Finally, we will now fit the data to our entire labelled dataset. Then we use use it to predict the unlabeled test data. 

In [219]:
rf.fit(df_X, df_y) 
ridge.fit(df_X,df_y)
xgb.fit(df_X,df_y)
linear.fit(df_X,df_y)
lasso.fit(df_X,df_y)
lgb.fit(df_X,df_y)

LGBMRegressor(boosting_type='gbdt', class_weight=None, colsample_bytree=1.0,
       importance_type='split', learning_rate=0.06, max_depth=-1,
       min_child_samples=20, min_child_weight=0.001, min_split_gain=0.0,
       n_estimators=550, n_jobs=-1, num_leaves=3, objective=None,
       random_state=None, reg_alpha=0.0, reg_lambda=0.0, silent=True,
       subsample=1.0, subsample_for_bin=200000, subsample_freq=0)

In [220]:
test_list = [train_pred_rf, train_pred_ridge, train_pred_linear, train_pred_xgb, train_pred_lgb, train_pred_lasso]
percentage_list = [.1, .1, .3, .3, .1, .1]

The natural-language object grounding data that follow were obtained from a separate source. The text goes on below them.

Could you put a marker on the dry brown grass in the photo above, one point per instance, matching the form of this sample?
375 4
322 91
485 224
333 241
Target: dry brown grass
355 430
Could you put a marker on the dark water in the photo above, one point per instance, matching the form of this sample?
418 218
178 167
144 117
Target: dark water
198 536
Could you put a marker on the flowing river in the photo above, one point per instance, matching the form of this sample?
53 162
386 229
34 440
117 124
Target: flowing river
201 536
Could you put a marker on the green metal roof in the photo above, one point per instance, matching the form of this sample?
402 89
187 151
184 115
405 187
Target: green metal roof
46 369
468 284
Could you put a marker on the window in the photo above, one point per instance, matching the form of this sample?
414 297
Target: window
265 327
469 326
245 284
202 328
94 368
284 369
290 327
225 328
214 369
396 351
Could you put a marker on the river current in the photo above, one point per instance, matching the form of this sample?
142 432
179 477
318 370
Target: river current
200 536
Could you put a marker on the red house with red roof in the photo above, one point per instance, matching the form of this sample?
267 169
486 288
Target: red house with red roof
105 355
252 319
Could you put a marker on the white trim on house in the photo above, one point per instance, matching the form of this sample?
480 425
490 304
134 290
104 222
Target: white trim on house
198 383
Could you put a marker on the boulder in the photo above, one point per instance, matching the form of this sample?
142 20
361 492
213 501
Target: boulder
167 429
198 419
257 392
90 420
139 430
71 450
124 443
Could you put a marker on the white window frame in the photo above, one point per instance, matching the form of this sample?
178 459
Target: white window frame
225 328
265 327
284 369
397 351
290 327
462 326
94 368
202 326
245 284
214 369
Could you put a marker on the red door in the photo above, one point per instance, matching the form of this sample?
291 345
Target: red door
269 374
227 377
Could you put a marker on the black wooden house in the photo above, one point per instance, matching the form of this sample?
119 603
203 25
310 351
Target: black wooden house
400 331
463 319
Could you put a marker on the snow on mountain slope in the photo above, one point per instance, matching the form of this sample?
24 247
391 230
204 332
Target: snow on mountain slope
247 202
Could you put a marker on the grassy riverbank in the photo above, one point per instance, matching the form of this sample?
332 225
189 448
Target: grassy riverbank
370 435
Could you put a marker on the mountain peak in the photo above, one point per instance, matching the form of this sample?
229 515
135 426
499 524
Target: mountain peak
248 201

test_pred = (.1 * rf.predict(df_testing) + .1 * ridge.predict(df_testing) + .3 * linear.predict(df_testing) +
             .3 * xgb.predict(df_testing) + .1 * lgb.predict(df_testing) + .1 * lasso.predict(df_testing))

In [221]:
testing_y = np.expm1(test_pred)

In [222]:
output = pd.DataFrame(data =
                     {'Id' : df_testing.index.values, 'SalePrice': testing_y})

In [223]:
output.to_csv('output.csv',index=False)

Now all that is left to do is upload the results to the kaggle competition. 

Fin